The Gas Giants make an appearance this month (Image credit: Samantha Steed/Armagh Planetarium/Stellarium)

The Gas Giants make an appearance this month (Image credit: Samantha Steed/Armagh Planetarium/Stellarium)

 

 

Watch out as Mercury and Venus are spotted at sunset (Image credit: Samantha steed/Armagh Planetarium/Stellarium)

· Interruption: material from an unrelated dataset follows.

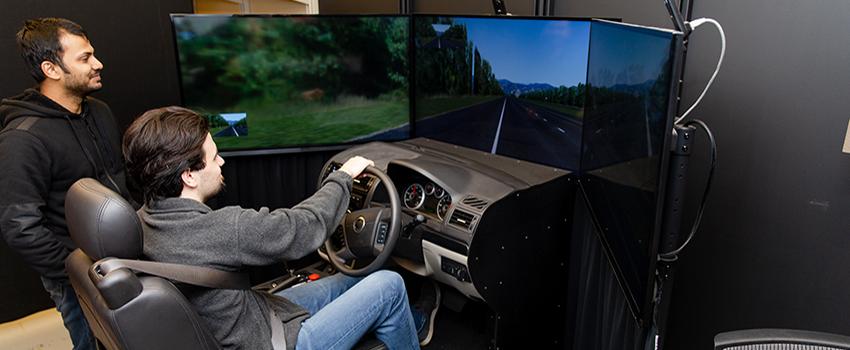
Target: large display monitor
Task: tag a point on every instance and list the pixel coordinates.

Watch out as Mercury and Venus are spotted at sunset (Image credit: Samantha steed/Armagh Planetarium/Stellarium)

 

The two gas giants in our Solar System can be spotted this month, Jupiter is still dancing across the night’s sky but has moved into the constellation of Cancer, whilst the ringed giant Saturn can be found in the early hours of the morning near the constellation of Libra. As we move further into Spring and towards the last week of April, Venus and Mercury will be visible for a short period of time around 10pm before the Sun fully sets. Like Jupiter, Venus appears as a very bright star however Mercury will be tougher to spot due to its size and close position to the Sun. Anyone wanting to view Mercury will have to head to a clear area away from any tall buildings as it is very close to the horizon. Mercury and Venus are following close to Taurus the Bull and Orion the Hunter this month as we bid farewell to our renowned winter constellations and welcome the warm weather and new celestial objects into season.